Sándor Weöres, c'est ainsi que couraient les fleurs



         La course des girafes telle un rêve,
         une lente nage dans les airs,
         c'est ainsi que couraient les fleurs.

         Sándor Weöres, in filles, nuages, papillons, érès éditions, 2019

         Ô n'emporte pas
         dans ton regard
         les rayons du soleil !
         Ne pars pas, attends-moi
         car ce pays
         s'enfonce dans l'ombre.

         La branche ne se balance pas
         l'hirondelle ne s'envole pas,
         le paysan ne moissonne pas.
         Ô n'emporte pas
         dans ton regard
         les rayons de soleil !

         ibid

Nous devons à Cécile A.Holdban, poète, traductrice et peintre, le plaisir de découvrir en français ces poèmes de Sándor Weöres, traduits par elle du hongrois, langue de leur auteur.
Ce dernier, né en Hongrie en juin 1913, publie son premier recueil, Il fait froid, à l'âge de 21 ans et s'impose aussitôt comme un des meilleurs poètes de sa génération. Il connaitra par la suite un silence forcé sous le régime communiste, ne vivant plus que de ses traductions et ceci jusqu'en 1964 . Il s'éteindra le 22 janvier 1989, à Budapest.

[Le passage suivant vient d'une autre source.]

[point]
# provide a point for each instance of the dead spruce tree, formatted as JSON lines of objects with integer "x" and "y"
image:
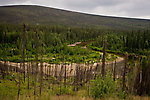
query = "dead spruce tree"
{"x": 114, "y": 71}
{"x": 124, "y": 71}
{"x": 41, "y": 70}
{"x": 23, "y": 50}
{"x": 36, "y": 60}
{"x": 104, "y": 54}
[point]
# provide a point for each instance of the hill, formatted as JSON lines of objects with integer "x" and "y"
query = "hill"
{"x": 30, "y": 14}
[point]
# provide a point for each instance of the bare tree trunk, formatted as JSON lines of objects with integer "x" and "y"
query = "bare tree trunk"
{"x": 23, "y": 50}
{"x": 19, "y": 82}
{"x": 115, "y": 71}
{"x": 49, "y": 77}
{"x": 124, "y": 72}
{"x": 103, "y": 60}
{"x": 65, "y": 75}
{"x": 36, "y": 60}
{"x": 41, "y": 82}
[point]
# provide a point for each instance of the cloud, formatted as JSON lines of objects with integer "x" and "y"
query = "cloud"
{"x": 129, "y": 8}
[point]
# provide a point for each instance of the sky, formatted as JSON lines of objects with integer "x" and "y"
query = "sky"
{"x": 119, "y": 8}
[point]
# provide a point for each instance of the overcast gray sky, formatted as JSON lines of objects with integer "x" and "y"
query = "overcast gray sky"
{"x": 123, "y": 8}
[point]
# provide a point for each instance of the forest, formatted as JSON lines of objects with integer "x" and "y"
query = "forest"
{"x": 40, "y": 62}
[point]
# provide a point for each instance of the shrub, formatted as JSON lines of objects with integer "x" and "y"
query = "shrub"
{"x": 101, "y": 87}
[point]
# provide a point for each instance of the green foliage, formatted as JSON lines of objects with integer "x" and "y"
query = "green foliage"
{"x": 103, "y": 87}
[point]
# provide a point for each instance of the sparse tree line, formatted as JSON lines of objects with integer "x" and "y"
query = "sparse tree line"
{"x": 132, "y": 77}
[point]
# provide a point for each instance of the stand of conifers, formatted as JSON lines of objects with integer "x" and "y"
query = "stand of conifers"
{"x": 75, "y": 75}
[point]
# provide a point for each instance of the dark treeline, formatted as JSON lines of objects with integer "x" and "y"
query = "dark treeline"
{"x": 137, "y": 42}
{"x": 32, "y": 44}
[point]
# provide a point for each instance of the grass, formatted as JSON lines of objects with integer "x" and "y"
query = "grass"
{"x": 9, "y": 90}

          Je m'interroge. Des oiseaux monstrueux
          se posent en rangs lourds sur mes bras,
          s'évanouissent et se fondent dans l'alphabet.

          ibid

          La fumée descend dans le soir silencieux.
          Les chats se tapissent guettant la traite.
          Les petits chevaux sommeillent debout, leurs rêves
          dessinés sur le foin dans un chaos d'idéogrammes.
          L'ombre du puits s'allonge brune sur le sable,
          rampe violette sur le mur de l'appentis.

          ibid

          Les fleuves

          Les fleuves résonnent l'un dans l'autre
          paraissent s'entrelacer l'un l'autre
          abandonnant leur propre déclin
          sur un chemin d'exil
          sur un galop imprenable
          maintenant et pour longtemps encore.

          ibid

          Le silence des lettres
          sur le papier.

          ibid

          Un souffle caché s'érige
          dans l'obscurité.

           ibid

Derrière le rideau de fer, nombre d'artistes et de créateurs furent, comme lui, muselés et réduits au silence, cependant il leur restait leur fierté :

           Je suis parti loin et je suis là
           je ne pourrai jamais revenir de moi.

           ibid

Les derniers mots du recueil résument en deux lignes ce douloureux passé :
         
            La porte close regarde la porte close.
            Ils sont tant à habiter entre les deux, innombrables !

alors que le titre du recueil ironise en annonçant: filles, nuages et papillons !



Bibliographie:

  • filles, nuages et papillons, Sandor Weöres, poèmes choisis et traduits du hongrois par
         Cécile A.Holdhan, encres d'Annie Lacour, éditions érès 2019.